Every other host is Terraform-managed.


The off-site handoff (offsite environment → offsite_hosts)

askari (Hetzner VPS, ADR-016) follows the same handoff pipeline as Proxmox hosts but with its own provider and environment:

  • Producerterraform/environments/offsite/outputs.tf emits a vms map in the same { host: { ip, group } } shape as Proxmox environments; askari's group is offsite_hosts.
  • Consumerscripts/tf_to_inventory.py reads terraform output -json from the offsite environment and writes inventories/production/offsite.yml.
  • Makefile targetmake tf-inventory-offsite runs the generator for the offsite environment.
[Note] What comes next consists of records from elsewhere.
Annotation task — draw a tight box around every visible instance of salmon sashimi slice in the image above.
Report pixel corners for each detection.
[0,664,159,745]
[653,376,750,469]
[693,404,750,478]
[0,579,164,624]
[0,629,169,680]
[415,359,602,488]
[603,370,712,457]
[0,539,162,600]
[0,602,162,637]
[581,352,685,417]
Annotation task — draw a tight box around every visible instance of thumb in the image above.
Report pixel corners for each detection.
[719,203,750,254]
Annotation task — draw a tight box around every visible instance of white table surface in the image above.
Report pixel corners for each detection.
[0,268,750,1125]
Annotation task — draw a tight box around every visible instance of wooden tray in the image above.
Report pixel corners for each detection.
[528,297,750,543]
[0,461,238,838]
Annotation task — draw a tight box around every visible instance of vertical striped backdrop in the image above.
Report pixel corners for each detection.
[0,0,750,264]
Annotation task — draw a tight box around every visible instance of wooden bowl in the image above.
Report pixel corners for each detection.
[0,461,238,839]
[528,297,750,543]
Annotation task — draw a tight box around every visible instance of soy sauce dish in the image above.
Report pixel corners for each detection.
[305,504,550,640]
The production inventory is a directory (inventories/production/) that Ansible merges at runtime: hosts.yml (Proxmox-generated) and offsite.yml (offsite-generated) together form the full production host list. Each file is a build artifact — never hand-edited; their source of truth is local.vms in the respective environment's main.tf.


What was ruled out

Option Reason
Manual qm clone as a general provisioning path Terraform is the single way VMs come into existence; a parallel manual path would let the inventory and real infrastructure drift. The sole exception is the control node.
Hand-editing the generated inventory hosts.yml is a build artifact of tf_to_inventory.py; edits are overwritten on the next make tf-inventory. Edit local.vms instead.
Documenting the seam in both ADR-005 and ADR-006 The boundary belongs in exactly one place. Those ADRs link here.
Terraform-managed DNS records (hashicorp/dns + RFC 2136) Created a bootstrap cycle (the first DNS server can't register itself) and split DNS ownership across two tools. Ansible owns the whole internal zone instead — one owner, no cycle.

Consequences

Drawn from the boundary, the data contract, and the "What was ruled out" section above:

  • Adding a host means editing local.vms and running the handoff pipeline; the generated hosts.yml is a build artifact and must never be hand-edited — manual edits are overwritten on the next make tf-inventory (The handoff pipeline; The data contract; What was ruled out).
  • Manual qm clone is rejected as a general provisioning path so the inventory and real infrastructure cannot drift; Terraform is the single way VMs come into existence (What was ruled out).
  • Terraform writes no DNS records: the Ansible dns role renders the whole internal zone from inventory plus group_vars, dissolving the bootstrap cycle a Terraform-managed zone (hashicorp/dns + RFC 2136) would create (Internal DNS — owned by Ansible, no chicken-and-egg; What was ruled out).
  • The control node (ubongo) is the single documented exception to "Terraform owns VM existence" — a physical machine provisioned manually and managed by Ansible for baseline config only (The control-node exception).
  • The offsite TF environment's vms output feeds the offsite_hosts group via tf_to_inventory.py (make tf-inventory-offsiteinventories/production/offsite.yml); the production inventory is a directory that merges hosts.yml (Proxmox) and offsite.yml (offsite) (The off-site handoff).
  • The seam is documented in exactly one place (this ADR); ADR-005 and ADR-006 link here rather than restating it (What was ruled out).